La respuesta puede estar a 1.900 kilómetros de Santiago, sobre el Atlántico, en el país más pequeño de Sudamérica: Uruguay. Todos los proyectos de gobierno aspiran a desarrollar su propio camino, pero las inteligencias más sofisticadas de la Nueva Mayoría han venido mirando con singular atención el caso uruguayo. La prensa de Montevideo registró en noviembre una visita del socialista Ricardo Solari, que, invitado por el Frente Amplio, declaró que Uruguay podía ser “un ejemplo” para Chile. Es posible que se haya tratado de una hipérbole de buena crianza, pero no de algo ajeno a los radares del bacheletismo.

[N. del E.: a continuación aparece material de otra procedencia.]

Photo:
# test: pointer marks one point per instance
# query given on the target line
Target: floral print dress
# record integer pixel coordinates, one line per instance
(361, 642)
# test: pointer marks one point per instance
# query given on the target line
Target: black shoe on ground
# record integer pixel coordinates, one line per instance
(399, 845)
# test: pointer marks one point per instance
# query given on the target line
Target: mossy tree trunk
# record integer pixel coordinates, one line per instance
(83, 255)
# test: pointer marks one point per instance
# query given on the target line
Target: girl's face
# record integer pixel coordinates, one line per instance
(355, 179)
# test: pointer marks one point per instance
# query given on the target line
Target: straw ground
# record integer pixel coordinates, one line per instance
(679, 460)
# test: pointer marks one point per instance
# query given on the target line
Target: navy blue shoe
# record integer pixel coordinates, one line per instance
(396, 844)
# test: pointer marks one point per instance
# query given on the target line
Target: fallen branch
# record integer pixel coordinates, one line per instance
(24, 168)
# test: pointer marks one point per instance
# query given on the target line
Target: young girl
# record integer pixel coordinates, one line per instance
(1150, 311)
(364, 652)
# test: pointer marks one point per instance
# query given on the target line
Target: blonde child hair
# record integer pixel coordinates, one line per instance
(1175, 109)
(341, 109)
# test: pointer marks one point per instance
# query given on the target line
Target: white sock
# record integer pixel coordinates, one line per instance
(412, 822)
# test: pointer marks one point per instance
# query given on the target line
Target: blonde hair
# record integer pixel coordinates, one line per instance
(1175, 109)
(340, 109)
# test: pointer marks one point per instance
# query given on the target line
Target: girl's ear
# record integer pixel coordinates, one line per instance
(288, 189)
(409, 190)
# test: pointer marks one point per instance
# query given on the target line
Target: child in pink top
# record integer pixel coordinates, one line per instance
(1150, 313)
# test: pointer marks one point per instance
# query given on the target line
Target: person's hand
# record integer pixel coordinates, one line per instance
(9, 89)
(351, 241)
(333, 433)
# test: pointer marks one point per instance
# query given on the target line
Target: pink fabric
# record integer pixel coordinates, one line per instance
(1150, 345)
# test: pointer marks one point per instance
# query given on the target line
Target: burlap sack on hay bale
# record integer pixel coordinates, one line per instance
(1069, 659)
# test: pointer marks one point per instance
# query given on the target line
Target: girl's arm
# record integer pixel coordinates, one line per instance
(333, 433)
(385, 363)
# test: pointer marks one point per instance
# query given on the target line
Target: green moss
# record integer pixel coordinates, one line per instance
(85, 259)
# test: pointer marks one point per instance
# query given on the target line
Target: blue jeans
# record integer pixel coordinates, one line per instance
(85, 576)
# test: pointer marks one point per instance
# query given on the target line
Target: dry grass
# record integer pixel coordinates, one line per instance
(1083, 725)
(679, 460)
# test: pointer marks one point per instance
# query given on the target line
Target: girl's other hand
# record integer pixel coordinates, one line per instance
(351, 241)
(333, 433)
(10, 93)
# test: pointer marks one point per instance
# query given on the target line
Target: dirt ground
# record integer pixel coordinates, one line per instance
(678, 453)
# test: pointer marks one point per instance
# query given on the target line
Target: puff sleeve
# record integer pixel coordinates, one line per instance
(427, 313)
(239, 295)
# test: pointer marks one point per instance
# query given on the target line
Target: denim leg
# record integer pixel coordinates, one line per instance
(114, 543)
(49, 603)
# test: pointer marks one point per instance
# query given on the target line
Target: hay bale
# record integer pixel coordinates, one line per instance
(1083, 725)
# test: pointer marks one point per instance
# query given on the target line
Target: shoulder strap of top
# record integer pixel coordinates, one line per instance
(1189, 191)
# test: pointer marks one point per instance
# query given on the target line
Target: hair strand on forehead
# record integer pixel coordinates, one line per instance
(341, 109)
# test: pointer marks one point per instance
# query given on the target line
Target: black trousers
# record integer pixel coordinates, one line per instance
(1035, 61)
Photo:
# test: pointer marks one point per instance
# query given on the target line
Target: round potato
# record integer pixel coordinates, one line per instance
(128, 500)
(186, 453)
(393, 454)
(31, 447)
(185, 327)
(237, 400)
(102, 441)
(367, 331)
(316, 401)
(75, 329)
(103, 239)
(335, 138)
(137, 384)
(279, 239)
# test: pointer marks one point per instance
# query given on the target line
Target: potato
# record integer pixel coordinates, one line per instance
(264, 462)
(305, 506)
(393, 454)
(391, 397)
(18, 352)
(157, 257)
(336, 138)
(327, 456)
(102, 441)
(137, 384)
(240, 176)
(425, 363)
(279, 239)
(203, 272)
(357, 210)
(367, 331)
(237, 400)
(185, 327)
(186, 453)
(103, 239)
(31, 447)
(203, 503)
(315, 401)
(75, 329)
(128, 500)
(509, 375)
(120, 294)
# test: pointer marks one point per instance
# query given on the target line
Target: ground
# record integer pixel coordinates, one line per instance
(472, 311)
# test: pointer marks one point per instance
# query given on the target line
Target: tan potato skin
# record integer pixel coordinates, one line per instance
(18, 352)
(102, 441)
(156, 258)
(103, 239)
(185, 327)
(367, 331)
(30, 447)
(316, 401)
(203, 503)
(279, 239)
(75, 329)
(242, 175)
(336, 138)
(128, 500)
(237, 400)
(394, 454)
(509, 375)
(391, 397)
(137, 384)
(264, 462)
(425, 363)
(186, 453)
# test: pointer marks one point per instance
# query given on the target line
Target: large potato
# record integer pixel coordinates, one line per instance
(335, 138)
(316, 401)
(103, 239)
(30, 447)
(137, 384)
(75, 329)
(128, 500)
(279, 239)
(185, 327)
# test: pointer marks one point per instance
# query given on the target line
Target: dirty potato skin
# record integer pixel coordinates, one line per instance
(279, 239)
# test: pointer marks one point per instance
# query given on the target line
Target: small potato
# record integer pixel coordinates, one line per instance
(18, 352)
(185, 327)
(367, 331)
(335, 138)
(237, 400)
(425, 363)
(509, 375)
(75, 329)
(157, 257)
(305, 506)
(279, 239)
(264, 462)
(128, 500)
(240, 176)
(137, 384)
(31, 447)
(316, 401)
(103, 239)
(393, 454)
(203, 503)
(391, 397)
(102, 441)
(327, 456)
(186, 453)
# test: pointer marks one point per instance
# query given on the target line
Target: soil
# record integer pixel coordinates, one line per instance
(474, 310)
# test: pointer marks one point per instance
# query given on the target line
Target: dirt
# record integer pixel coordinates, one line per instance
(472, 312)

Las razones son múltiples.
La primera es que el gobernante Frente Amplio uruguayo, medido sólo en número de grupos partidarios, es tres veces más complejo que la Nueva Mayoría chilena: lo integran 23 tiendas, sin contar movimientos y sindicatos, en un arco que va desde la Democracia Cristiana hasta el Partido Comunista e incluso un poco más allá. Con esa enorme diversidad, ya completa dos períodos en el gobierno. El Presidente José “Pepe” Mujica triunfó en el 2009 en segunda vuelta, con el 52,6%, y se da por cierto que su antecesor, Tabaré Vásquez, tiene la mejor opción para ser reelegido en octubre del 2014.

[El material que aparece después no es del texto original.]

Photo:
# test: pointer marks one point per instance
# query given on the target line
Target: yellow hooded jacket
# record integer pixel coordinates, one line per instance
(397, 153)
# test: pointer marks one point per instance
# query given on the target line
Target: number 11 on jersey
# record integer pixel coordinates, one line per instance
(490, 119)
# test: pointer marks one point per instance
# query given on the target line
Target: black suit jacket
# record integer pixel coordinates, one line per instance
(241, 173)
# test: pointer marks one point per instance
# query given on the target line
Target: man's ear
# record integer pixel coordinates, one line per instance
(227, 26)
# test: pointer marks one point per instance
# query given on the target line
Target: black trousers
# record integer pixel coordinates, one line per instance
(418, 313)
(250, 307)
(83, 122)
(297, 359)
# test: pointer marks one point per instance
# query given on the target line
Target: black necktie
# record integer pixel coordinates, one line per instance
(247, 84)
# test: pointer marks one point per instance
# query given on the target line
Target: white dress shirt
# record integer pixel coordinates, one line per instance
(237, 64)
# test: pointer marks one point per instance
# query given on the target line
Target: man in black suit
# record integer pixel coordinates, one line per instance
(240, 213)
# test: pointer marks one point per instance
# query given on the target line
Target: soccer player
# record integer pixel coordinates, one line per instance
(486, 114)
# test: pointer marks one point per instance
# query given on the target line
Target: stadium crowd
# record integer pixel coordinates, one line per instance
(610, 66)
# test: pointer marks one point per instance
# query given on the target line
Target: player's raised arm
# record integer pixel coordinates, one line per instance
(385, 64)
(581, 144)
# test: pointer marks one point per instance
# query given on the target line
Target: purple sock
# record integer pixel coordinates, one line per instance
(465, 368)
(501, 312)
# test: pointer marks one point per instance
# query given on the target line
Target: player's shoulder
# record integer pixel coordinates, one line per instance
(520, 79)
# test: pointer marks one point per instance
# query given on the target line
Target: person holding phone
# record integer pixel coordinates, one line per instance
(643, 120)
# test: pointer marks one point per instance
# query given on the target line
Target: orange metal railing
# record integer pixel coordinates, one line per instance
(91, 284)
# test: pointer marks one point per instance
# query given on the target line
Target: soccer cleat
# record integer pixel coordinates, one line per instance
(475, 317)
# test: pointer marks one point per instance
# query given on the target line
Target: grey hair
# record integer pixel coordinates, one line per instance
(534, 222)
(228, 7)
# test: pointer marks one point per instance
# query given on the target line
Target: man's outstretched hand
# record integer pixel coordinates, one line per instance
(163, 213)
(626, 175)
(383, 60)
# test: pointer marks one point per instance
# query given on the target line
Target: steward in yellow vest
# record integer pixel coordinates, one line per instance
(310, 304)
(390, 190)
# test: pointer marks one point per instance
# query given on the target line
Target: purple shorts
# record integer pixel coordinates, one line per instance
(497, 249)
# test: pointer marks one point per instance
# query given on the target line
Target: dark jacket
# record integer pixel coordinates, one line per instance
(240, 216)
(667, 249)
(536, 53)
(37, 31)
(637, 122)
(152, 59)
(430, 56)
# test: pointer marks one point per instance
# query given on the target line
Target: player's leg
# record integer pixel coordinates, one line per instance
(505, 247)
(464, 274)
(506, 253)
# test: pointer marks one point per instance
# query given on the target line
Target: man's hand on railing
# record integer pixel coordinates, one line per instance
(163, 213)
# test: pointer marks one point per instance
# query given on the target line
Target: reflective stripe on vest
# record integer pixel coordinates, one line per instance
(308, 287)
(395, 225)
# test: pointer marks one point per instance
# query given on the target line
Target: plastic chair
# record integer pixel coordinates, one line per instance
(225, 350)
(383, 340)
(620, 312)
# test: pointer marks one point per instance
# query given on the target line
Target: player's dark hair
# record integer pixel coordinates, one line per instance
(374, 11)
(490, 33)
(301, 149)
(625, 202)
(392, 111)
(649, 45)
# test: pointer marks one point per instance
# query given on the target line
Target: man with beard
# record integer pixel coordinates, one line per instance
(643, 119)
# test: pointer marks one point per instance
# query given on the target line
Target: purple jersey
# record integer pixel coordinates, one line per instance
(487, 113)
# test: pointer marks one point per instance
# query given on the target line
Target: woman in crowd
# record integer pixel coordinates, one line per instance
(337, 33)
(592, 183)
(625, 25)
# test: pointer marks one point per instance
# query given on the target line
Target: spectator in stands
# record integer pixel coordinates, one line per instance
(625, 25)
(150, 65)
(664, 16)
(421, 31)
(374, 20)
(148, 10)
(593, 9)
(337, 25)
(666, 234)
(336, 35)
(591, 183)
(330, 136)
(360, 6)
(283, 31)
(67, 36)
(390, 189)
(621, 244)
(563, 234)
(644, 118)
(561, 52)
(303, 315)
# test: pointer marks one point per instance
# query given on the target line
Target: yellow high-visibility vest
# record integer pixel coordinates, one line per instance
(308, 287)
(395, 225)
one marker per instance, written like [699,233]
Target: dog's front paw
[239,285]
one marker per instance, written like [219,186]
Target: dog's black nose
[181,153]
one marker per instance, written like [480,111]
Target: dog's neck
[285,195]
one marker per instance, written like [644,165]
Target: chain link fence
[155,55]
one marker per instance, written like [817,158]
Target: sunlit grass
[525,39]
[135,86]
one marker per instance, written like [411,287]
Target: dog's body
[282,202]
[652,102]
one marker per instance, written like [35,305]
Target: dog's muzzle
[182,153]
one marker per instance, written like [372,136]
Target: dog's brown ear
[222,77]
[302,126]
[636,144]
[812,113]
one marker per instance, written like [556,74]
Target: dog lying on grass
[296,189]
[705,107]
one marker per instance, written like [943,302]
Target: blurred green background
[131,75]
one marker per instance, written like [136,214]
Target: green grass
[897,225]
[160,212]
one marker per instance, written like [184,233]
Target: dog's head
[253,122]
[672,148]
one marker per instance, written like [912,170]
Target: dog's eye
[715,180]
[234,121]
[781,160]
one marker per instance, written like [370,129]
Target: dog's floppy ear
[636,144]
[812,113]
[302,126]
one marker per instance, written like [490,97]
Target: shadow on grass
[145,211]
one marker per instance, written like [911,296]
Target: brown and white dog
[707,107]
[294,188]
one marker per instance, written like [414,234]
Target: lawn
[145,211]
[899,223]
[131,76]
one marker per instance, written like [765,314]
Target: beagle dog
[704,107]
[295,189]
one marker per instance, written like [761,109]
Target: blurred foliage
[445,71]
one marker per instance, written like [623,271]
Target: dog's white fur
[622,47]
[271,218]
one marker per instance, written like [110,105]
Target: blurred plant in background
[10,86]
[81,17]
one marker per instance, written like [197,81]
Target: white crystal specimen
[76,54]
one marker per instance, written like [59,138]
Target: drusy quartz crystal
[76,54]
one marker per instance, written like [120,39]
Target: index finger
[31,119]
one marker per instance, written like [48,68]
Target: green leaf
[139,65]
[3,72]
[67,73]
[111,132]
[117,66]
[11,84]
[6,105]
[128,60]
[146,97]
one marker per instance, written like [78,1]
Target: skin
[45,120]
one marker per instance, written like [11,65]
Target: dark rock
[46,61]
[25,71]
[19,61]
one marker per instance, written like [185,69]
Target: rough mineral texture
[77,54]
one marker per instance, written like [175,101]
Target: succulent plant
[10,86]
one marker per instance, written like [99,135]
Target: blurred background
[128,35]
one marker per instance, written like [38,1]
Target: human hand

La segunda razón es una sintonía implícita entre las formas de liderazgo que acomodan tanto a las figuras del Frente Amplio como a Bachelet. Percibiendo esa tonalidad, Mujica eligió al Chile de Bachelet como su última visita al exterior antes de su elección en el 2009. De coincidir en el gobierno durante el 2014, Mujica y Bachelet serían los únicos líderes sudamericanos apoyados en los principales “atributos blandos”, la cercanía personal y la confianza social. Estas herramientas le han permitido a Mujica administrar las discrepancias dentro de su coalición y enfrentar conflictos nuevos, como el quebradero de cabeza que fueron durante el 2013 las huelgas de profesores.

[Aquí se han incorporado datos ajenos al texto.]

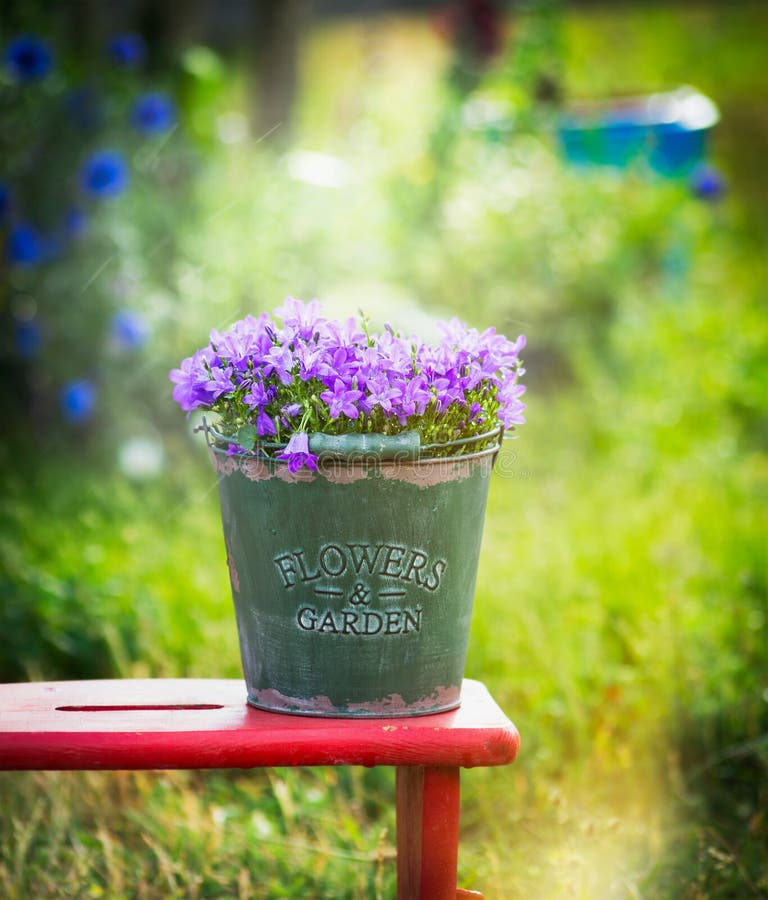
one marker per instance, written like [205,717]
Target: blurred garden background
[168,168]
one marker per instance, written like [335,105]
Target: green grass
[622,603]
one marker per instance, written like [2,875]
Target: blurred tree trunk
[272,49]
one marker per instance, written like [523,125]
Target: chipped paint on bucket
[353,585]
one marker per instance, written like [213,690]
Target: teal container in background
[353,585]
[669,132]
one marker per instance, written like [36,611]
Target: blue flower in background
[28,58]
[27,338]
[104,174]
[707,183]
[25,245]
[128,50]
[154,113]
[78,400]
[129,330]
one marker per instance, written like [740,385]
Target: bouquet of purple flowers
[273,387]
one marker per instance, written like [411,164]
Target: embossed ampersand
[360,595]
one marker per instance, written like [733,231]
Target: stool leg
[427,832]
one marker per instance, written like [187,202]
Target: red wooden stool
[206,724]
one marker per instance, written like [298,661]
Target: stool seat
[206,723]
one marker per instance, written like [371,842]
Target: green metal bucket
[353,585]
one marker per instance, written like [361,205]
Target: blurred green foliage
[622,603]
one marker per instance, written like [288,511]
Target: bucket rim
[404,448]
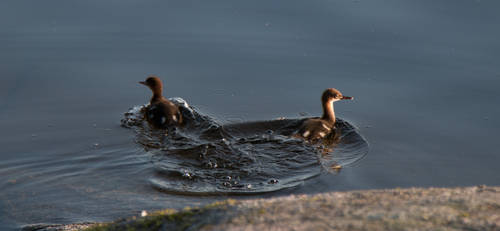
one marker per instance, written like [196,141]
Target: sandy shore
[469,208]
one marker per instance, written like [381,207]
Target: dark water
[205,157]
[425,76]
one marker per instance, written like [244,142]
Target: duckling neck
[328,112]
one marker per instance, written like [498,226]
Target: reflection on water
[204,157]
[69,69]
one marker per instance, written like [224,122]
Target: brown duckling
[317,128]
[160,113]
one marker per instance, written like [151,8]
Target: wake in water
[206,157]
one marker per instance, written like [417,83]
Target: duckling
[160,113]
[317,128]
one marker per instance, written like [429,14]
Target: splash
[206,157]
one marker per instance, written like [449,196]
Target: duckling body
[317,128]
[161,113]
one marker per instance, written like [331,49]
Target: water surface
[424,75]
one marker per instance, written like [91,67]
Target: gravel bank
[470,208]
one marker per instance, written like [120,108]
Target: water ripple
[206,157]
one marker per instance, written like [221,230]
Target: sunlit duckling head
[154,83]
[331,95]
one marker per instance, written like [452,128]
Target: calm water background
[425,76]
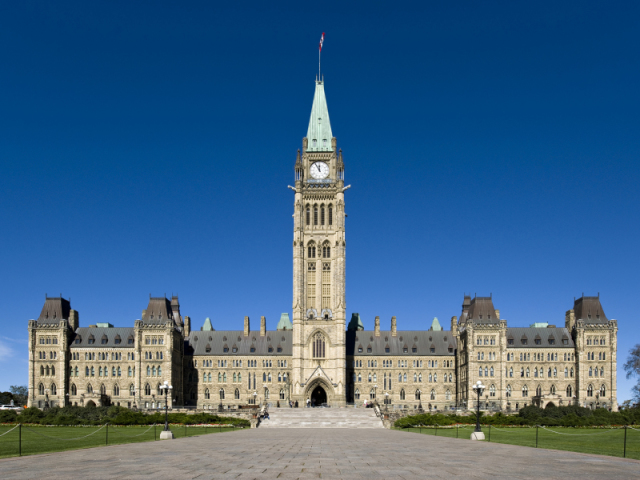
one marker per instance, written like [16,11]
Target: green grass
[586,440]
[37,439]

Un tercer motivo, algo más abstracto, es que cualquier gobierno necesita proyectar sus propósitos en la selección de sus amistades. América Latina es hoy demasiadas cosas como para sustentar una vocación nítida. Parece claro que un gobierno de la Nueva Mayoría no tendría como referentes al kirchnerismo argentino ni al chavismo venezolano. Tampoco pondría el énfasis que ha colocado el gobierno de Piñera en el eje centroderechista formado por Perú, Colombia, Panamá y México.Parece más probable que quisiera abrir un nuevo eje en conjunto con Brasil y Uruguay.
La razón más importante, sin embargo, es el propio cambio que ha estado viviendo Chile. Lo que algunos llaman “izquierdización” podría denominarse mejor como “uruguayización”. ¿En qué consiste? Primero, en un cierto cansancio con las motivaciones de la competencia y el éxito capitalista. La proverbial simpatía de los uruguayos -políticos y ciudadanos- por los chilenos ha sido velada en los años recientes con el escepticismo respecto de la carrera frenética por el desarrollo y su concomitante descuido de los valores de la cultura, la asociatividad y la reflexión.
Segundo, en una valoración de los bienes públicos que sólo pueden ser incrementados mediante las reformas graduales y consensuadas, sin estridencia ni grandilocuencia, con una gran dosis de paciencia. La híper valoración de la democracia se expresa, al final, en que el Parlamento uruguayo es uno de los cuerpos legislativos más influyentes de Sudamérica en la construcción del gobierno. En cuanto al Frente Amplio, su principal factor de unidad es menos un adversario -una derecha debilitada-, que el ejercicio democrático en sí mismo, la reinvención dentro de la variedad.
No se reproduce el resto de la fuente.